After this meeting there was a clear divide between the two sides. The C.O. used various tactics to take control of other co-ops, including further confrontation. On January 9, 1976, C.O. members entered the Seward Cooop (called this because the store was not yet legally defined as a co-op) and confronted worker-owners Kris Olsen and Leo Cashman, lifting them and carrying them out of the store.
Such actions appalled many in the co-op community, who organized a boycott of C.O.-run businesses. A non-C.O. distribution warehouse was set up called DANCE. The C.O.'s leader Theophilus Smith criticized former Black Panther Mo Burton and used bullying tactics. This led Burton's supporters to physically retaliate. These events led to a decline of the C.O., as the People's Warehouse and other businesses reverted to non-C.O. control.

=== After the co-op struggles (late 1970s-1990s)===
Though they had suffered a defeat in the control of the Peoples Warehouse, the C.O. persisted into the late '70s and early '80s. Now known simply as "The O," they became a highly secretive group of about 30 members (down from around 300 to 1000 in their heyday). Members were known by code names and organized in disconnected cells in order to throw off the FBI, and were expected to unquestioningly follow directives from elusive leader, Theophilus (Theo) Smith. These directives did not only concern political actions, but personal lives as well - former member Alexandra Stein, author of Inside Out: A Memoir of Entering and Breaking Out of a Minneapolis Political Cult has described being ordered to enter into a "P.R." (personal relationship) with one of her follow O members, with the aim of getting pregnant.

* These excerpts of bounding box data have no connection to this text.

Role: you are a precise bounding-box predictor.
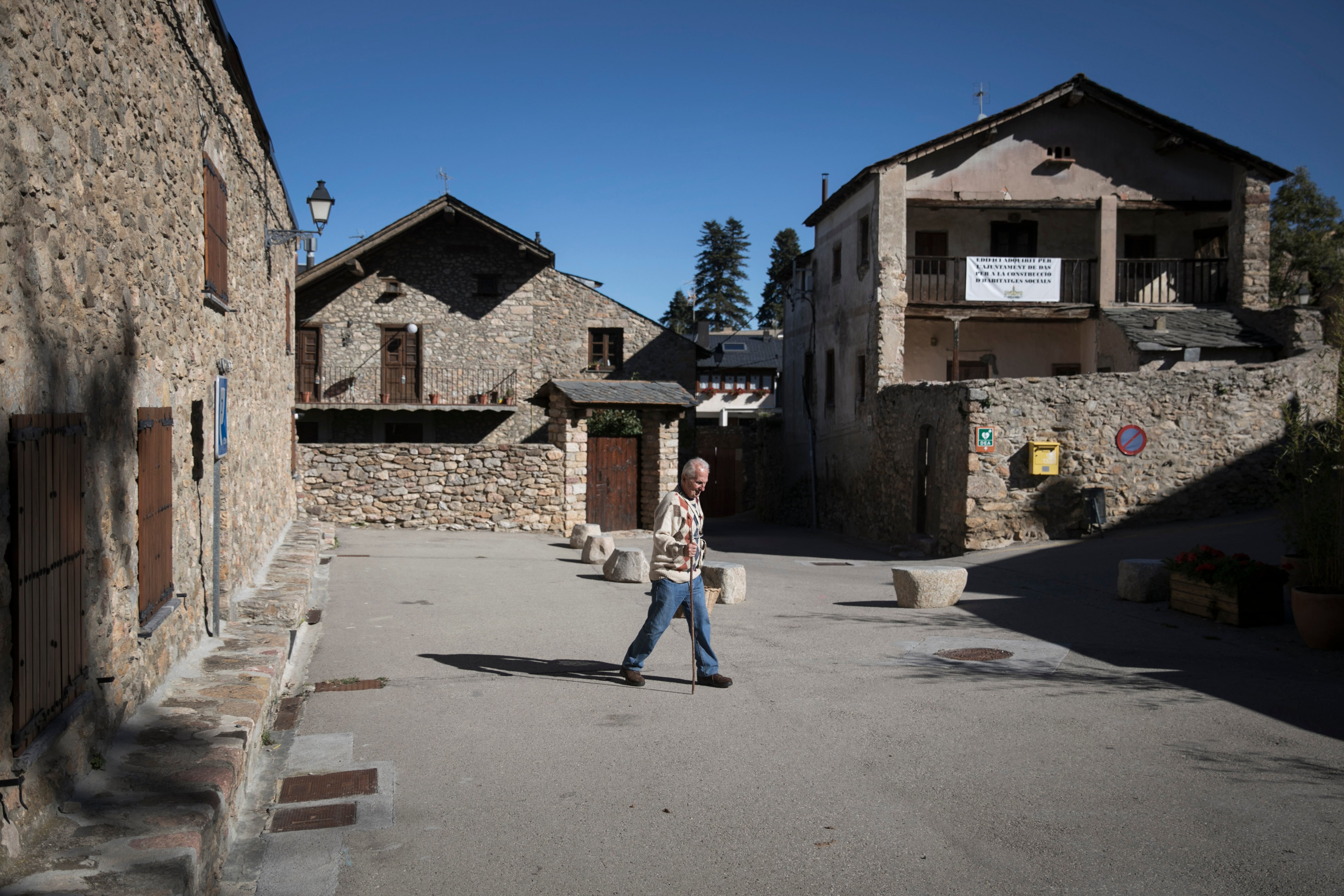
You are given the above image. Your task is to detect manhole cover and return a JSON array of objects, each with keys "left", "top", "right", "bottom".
[
  {"left": 313, "top": 678, "right": 383, "bottom": 693},
  {"left": 270, "top": 803, "right": 355, "bottom": 834},
  {"left": 937, "top": 647, "right": 1012, "bottom": 662},
  {"left": 277, "top": 768, "right": 378, "bottom": 803}
]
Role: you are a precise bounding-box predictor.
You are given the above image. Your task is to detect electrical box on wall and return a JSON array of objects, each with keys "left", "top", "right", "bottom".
[{"left": 1027, "top": 442, "right": 1059, "bottom": 475}]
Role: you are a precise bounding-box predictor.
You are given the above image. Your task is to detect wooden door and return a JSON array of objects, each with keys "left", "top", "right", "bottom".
[
  {"left": 5, "top": 414, "right": 89, "bottom": 756},
  {"left": 383, "top": 326, "right": 419, "bottom": 404},
  {"left": 294, "top": 326, "right": 323, "bottom": 404},
  {"left": 700, "top": 445, "right": 742, "bottom": 517},
  {"left": 136, "top": 407, "right": 172, "bottom": 625},
  {"left": 587, "top": 435, "right": 640, "bottom": 532}
]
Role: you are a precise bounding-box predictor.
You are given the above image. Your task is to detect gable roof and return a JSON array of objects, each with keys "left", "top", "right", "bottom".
[
  {"left": 294, "top": 196, "right": 555, "bottom": 289},
  {"left": 802, "top": 73, "right": 1293, "bottom": 227},
  {"left": 531, "top": 380, "right": 695, "bottom": 407}
]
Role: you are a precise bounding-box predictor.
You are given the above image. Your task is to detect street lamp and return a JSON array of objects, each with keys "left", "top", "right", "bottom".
[
  {"left": 266, "top": 180, "right": 336, "bottom": 254},
  {"left": 308, "top": 180, "right": 336, "bottom": 234}
]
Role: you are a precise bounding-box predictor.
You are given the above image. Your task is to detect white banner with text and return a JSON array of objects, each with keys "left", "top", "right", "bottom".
[{"left": 966, "top": 255, "right": 1060, "bottom": 302}]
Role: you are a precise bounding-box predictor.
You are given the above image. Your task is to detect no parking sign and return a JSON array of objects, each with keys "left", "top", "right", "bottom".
[{"left": 1115, "top": 424, "right": 1148, "bottom": 457}]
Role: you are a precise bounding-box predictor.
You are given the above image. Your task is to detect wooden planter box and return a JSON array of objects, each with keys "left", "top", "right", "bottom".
[{"left": 1172, "top": 572, "right": 1284, "bottom": 627}]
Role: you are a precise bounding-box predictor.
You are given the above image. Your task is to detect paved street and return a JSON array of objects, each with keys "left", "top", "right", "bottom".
[{"left": 261, "top": 516, "right": 1344, "bottom": 896}]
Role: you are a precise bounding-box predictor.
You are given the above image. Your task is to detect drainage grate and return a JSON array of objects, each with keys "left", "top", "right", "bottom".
[
  {"left": 276, "top": 768, "right": 378, "bottom": 803},
  {"left": 271, "top": 697, "right": 304, "bottom": 731},
  {"left": 270, "top": 803, "right": 355, "bottom": 834},
  {"left": 313, "top": 678, "right": 383, "bottom": 693},
  {"left": 937, "top": 647, "right": 1012, "bottom": 662}
]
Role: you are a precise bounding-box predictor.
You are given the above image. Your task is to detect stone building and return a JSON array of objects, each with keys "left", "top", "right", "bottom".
[
  {"left": 0, "top": 0, "right": 296, "bottom": 858},
  {"left": 778, "top": 75, "right": 1324, "bottom": 549},
  {"left": 294, "top": 196, "right": 698, "bottom": 531},
  {"left": 296, "top": 196, "right": 695, "bottom": 445}
]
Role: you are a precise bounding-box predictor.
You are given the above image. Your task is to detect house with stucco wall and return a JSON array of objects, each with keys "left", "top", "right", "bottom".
[{"left": 779, "top": 75, "right": 1320, "bottom": 549}]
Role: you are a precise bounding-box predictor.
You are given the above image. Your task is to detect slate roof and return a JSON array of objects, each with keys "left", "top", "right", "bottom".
[
  {"left": 534, "top": 380, "right": 695, "bottom": 407},
  {"left": 1102, "top": 305, "right": 1278, "bottom": 352},
  {"left": 802, "top": 73, "right": 1293, "bottom": 227},
  {"left": 696, "top": 333, "right": 784, "bottom": 371}
]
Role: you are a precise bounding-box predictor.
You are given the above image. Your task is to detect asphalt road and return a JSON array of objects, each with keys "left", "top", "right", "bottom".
[{"left": 286, "top": 517, "right": 1344, "bottom": 896}]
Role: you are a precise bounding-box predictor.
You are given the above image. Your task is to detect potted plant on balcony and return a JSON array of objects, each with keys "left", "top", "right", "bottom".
[
  {"left": 1276, "top": 406, "right": 1344, "bottom": 650},
  {"left": 1163, "top": 544, "right": 1288, "bottom": 626}
]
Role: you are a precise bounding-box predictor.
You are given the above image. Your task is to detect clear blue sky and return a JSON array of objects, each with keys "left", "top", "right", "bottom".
[{"left": 220, "top": 0, "right": 1344, "bottom": 317}]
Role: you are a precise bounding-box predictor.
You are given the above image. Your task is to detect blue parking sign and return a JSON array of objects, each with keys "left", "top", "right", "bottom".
[{"left": 215, "top": 376, "right": 229, "bottom": 457}]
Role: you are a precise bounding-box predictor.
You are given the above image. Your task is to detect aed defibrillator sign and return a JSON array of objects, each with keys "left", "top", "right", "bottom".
[{"left": 976, "top": 426, "right": 995, "bottom": 454}]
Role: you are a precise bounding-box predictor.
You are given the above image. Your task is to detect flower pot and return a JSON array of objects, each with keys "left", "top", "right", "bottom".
[
  {"left": 1171, "top": 572, "right": 1296, "bottom": 626},
  {"left": 1293, "top": 584, "right": 1344, "bottom": 650}
]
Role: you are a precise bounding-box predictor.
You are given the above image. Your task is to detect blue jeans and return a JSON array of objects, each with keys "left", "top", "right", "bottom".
[{"left": 621, "top": 576, "right": 719, "bottom": 678}]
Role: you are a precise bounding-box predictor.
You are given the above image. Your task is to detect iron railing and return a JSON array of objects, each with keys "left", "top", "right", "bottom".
[
  {"left": 907, "top": 255, "right": 1097, "bottom": 305},
  {"left": 1115, "top": 258, "right": 1227, "bottom": 305},
  {"left": 296, "top": 364, "right": 519, "bottom": 406}
]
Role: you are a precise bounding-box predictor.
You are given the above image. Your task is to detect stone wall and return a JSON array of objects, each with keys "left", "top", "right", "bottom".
[
  {"left": 297, "top": 212, "right": 695, "bottom": 443},
  {"left": 962, "top": 349, "right": 1339, "bottom": 549},
  {"left": 0, "top": 0, "right": 294, "bottom": 842},
  {"left": 300, "top": 445, "right": 567, "bottom": 532}
]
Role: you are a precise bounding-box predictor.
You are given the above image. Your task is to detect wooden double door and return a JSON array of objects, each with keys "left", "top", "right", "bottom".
[{"left": 587, "top": 435, "right": 640, "bottom": 532}]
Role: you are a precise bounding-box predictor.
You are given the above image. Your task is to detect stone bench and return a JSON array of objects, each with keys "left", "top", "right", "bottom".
[
  {"left": 583, "top": 535, "right": 616, "bottom": 563},
  {"left": 602, "top": 548, "right": 649, "bottom": 583},
  {"left": 891, "top": 566, "right": 966, "bottom": 610},
  {"left": 700, "top": 560, "right": 747, "bottom": 603},
  {"left": 570, "top": 522, "right": 602, "bottom": 548},
  {"left": 1115, "top": 560, "right": 1172, "bottom": 603}
]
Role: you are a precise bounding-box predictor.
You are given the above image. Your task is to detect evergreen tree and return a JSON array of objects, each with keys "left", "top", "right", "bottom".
[
  {"left": 1269, "top": 168, "right": 1344, "bottom": 298},
  {"left": 757, "top": 227, "right": 802, "bottom": 329},
  {"left": 659, "top": 289, "right": 695, "bottom": 336},
  {"left": 695, "top": 218, "right": 751, "bottom": 329}
]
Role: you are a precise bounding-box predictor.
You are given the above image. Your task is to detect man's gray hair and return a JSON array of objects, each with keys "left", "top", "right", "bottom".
[{"left": 681, "top": 457, "right": 710, "bottom": 480}]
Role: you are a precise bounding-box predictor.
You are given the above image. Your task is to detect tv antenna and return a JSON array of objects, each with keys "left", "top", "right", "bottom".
[{"left": 970, "top": 80, "right": 989, "bottom": 121}]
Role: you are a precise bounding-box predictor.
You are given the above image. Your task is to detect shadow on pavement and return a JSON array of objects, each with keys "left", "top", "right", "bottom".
[
  {"left": 417, "top": 653, "right": 691, "bottom": 686},
  {"left": 706, "top": 512, "right": 1344, "bottom": 741}
]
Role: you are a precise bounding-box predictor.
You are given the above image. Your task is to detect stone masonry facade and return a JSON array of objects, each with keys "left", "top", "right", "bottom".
[
  {"left": 300, "top": 445, "right": 566, "bottom": 532},
  {"left": 297, "top": 197, "right": 695, "bottom": 445},
  {"left": 0, "top": 0, "right": 296, "bottom": 849}
]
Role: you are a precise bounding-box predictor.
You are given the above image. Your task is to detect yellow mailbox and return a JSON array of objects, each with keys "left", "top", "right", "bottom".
[{"left": 1027, "top": 442, "right": 1059, "bottom": 475}]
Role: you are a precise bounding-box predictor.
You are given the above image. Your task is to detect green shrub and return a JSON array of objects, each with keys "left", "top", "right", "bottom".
[{"left": 589, "top": 411, "right": 644, "bottom": 435}]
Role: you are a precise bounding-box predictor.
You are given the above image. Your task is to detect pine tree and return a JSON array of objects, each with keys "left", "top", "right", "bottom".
[
  {"left": 1269, "top": 168, "right": 1344, "bottom": 305},
  {"left": 757, "top": 227, "right": 802, "bottom": 328},
  {"left": 695, "top": 218, "right": 751, "bottom": 329},
  {"left": 659, "top": 289, "right": 695, "bottom": 336}
]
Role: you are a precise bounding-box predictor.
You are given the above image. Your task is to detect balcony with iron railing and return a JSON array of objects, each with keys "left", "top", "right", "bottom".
[
  {"left": 294, "top": 364, "right": 519, "bottom": 411},
  {"left": 907, "top": 255, "right": 1227, "bottom": 305}
]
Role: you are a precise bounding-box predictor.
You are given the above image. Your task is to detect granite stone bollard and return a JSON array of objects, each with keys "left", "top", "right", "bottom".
[
  {"left": 891, "top": 566, "right": 966, "bottom": 610},
  {"left": 602, "top": 549, "right": 649, "bottom": 582},
  {"left": 700, "top": 560, "right": 747, "bottom": 603},
  {"left": 583, "top": 535, "right": 616, "bottom": 563},
  {"left": 570, "top": 522, "right": 602, "bottom": 548},
  {"left": 1115, "top": 560, "right": 1172, "bottom": 603}
]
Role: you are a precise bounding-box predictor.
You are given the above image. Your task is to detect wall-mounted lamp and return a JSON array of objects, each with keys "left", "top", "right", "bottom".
[{"left": 266, "top": 180, "right": 336, "bottom": 252}]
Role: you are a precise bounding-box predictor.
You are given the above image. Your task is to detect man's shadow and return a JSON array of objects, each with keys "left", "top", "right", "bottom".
[{"left": 418, "top": 653, "right": 691, "bottom": 686}]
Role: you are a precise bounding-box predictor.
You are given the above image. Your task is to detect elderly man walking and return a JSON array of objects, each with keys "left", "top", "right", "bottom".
[{"left": 621, "top": 458, "right": 732, "bottom": 688}]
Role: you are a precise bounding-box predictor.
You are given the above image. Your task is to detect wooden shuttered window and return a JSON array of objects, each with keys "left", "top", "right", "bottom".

It is unknown whether remnants of the O still survive, due to its policy of near-total secrecy. Members were not allowed to talk to non-members, and were given very limited information about others in the organization. Stein mentions ten people in her social circle who left the O in 1991; presumably it still existed at that time.

== Characteristics ==
The group was characterized by an extreme form of secrecy. Members used code names, and instructions were communicated by memos. It was structured so that individuals did not share their work with other members, other than their Contact or people on their work teams. The secrecy was such that many members had never met, or could not even name, group leader Theophilus (Theo) Smith. Some members were under the impression that the group was related to an unnamed nationwide group. At one point members received no orders for a year, with no explanation given at the time or afterwards. During that year Smith was in the workhouse in Minnesota, serving time for manslaughter in the killing of a popular black DJ who had been living in one of the properties Smith owned in North Minneapolis.

Sociology professor and specialist on cults Janja Lalich stated that the O, "with its clandestine structure, charismatic leader and all-controlling environment", was a cult. However some former members have disagreed. Former member Bob Malles described being in the O as a "bizarre and painful experience". However he describes it not as a cult, but as a failed social experiment that "blew up in the lab, so to speak, flinging the research staff far and wide."